Chipotle Pineapple Chicken Tinga
Tequila Lime Pickled Jalapeño's.
To make the tequila lime pickled jalapeños, add the jalapeños to a glass jar. Sprinkle with sugar. Add the vinegar, tequila and lime juice. Toss. Let sit at room temperature for 20-30 minutes. After 30 minutes you can then cover and store in the fridge until ready to use.
To make the tinga. In the bowl of a crockpot, combine 1 cup pineapple juice, the orange juice, tomatoes, onion, garlic, chopped chipotle chiles, salt, cumin, ginger, cinnamon and pineapple. Give it a stir and then place the chicken in the mixture. Cover and cook on low for 5-7 hours or high for 4-5 hours.* Keep an eye on the chicken towards the end of cooking and if needed add the remaining pineapple juice, I did.

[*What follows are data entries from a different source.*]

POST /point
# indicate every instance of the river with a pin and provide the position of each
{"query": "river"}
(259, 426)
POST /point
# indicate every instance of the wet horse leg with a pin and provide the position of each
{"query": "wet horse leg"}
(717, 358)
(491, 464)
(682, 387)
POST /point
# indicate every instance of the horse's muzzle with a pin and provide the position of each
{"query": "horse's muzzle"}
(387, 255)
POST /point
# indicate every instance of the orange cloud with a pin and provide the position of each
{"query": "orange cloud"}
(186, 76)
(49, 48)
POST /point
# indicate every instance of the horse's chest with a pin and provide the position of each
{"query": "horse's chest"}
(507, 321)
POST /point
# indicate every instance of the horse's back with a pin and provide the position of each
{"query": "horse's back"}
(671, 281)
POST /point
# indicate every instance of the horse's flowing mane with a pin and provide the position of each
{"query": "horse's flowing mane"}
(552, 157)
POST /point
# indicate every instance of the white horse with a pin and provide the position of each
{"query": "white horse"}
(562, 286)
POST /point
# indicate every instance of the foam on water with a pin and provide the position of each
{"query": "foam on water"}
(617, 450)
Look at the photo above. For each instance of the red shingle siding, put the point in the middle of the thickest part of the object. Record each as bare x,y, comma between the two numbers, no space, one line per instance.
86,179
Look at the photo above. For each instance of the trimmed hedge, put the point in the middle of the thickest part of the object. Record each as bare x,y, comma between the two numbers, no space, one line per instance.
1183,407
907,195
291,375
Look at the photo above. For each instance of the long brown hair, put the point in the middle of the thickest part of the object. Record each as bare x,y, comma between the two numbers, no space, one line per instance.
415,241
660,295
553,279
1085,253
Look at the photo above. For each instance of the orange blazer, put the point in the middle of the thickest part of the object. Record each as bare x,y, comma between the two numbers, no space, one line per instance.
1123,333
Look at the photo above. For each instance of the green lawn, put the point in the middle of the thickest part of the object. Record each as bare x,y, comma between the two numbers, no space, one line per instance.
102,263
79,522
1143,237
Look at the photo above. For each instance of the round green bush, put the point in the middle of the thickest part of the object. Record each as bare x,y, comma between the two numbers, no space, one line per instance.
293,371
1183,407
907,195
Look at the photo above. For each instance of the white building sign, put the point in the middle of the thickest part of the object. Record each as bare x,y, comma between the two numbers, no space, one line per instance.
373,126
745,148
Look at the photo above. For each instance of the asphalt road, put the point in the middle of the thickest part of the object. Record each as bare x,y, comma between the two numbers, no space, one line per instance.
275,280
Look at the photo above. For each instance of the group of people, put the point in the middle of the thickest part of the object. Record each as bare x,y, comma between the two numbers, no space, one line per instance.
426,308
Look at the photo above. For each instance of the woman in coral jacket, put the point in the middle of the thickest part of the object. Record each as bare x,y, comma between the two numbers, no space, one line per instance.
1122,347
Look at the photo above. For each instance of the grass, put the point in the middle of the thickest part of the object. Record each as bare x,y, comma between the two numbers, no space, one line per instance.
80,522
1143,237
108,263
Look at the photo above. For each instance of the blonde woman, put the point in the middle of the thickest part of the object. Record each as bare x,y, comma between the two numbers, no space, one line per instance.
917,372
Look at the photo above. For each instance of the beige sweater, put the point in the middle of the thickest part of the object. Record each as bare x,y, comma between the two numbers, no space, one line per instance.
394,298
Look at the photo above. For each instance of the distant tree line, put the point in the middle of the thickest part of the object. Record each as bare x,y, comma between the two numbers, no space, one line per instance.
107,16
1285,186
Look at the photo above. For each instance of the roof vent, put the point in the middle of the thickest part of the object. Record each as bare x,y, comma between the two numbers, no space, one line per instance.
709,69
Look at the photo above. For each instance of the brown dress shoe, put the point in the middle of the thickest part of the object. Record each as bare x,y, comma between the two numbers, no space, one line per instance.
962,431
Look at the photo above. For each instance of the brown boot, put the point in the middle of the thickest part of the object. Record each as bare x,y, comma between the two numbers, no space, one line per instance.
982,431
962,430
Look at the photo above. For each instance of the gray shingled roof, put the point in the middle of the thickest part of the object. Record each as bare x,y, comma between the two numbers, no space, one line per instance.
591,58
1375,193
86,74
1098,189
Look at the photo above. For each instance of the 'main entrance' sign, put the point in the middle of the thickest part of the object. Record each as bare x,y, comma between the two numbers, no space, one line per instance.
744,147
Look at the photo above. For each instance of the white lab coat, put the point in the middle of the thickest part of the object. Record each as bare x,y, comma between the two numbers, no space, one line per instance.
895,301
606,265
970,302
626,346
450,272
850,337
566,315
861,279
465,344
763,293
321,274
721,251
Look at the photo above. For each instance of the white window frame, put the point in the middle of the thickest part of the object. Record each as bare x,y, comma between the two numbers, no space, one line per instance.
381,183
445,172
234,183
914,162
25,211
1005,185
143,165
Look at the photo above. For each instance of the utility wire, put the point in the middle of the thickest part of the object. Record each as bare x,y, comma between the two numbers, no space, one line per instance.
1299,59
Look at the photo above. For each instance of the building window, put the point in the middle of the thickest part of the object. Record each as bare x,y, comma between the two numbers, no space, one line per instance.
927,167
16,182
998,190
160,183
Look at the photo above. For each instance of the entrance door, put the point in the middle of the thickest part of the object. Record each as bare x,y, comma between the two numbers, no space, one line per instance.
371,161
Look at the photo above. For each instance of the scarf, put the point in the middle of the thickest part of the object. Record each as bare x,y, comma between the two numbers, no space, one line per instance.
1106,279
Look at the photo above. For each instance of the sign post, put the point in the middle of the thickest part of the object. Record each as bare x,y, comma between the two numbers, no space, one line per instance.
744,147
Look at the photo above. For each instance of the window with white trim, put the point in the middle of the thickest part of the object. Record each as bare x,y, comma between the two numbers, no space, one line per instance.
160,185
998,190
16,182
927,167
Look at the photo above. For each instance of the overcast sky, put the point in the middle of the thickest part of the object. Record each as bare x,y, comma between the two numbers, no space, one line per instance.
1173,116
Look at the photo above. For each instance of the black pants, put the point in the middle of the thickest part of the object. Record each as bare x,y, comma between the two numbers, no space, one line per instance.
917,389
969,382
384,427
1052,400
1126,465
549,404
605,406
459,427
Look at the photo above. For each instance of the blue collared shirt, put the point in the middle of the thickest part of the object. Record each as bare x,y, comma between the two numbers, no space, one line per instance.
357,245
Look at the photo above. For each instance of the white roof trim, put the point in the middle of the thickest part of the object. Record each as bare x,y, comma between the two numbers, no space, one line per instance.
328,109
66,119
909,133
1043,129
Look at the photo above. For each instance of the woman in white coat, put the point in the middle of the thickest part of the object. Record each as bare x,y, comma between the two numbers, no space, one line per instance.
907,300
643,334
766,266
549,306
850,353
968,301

Once the chicken is cooked, shred with two forks and toss with the sauce. Cover and keep warm.
Heat a large skillet over medium heat. Add a drizzle of olive oil. Once hot, add two tortillas. Top each with about 1/4 cup of shredded cheese and a sprinkle of cilantro. Top each with another tortilla. Cook until crisp, about 2 minutes, flip and cook another 2 minutes. Repeat with the remaining tortillas.
To assemble, place the quesadilla crisps on a plate. Top with the pineapple chicken tinga, a few slices of avocado, fresh pineapple, catija cheese and the tequila pickled jalapeños. Enjoy!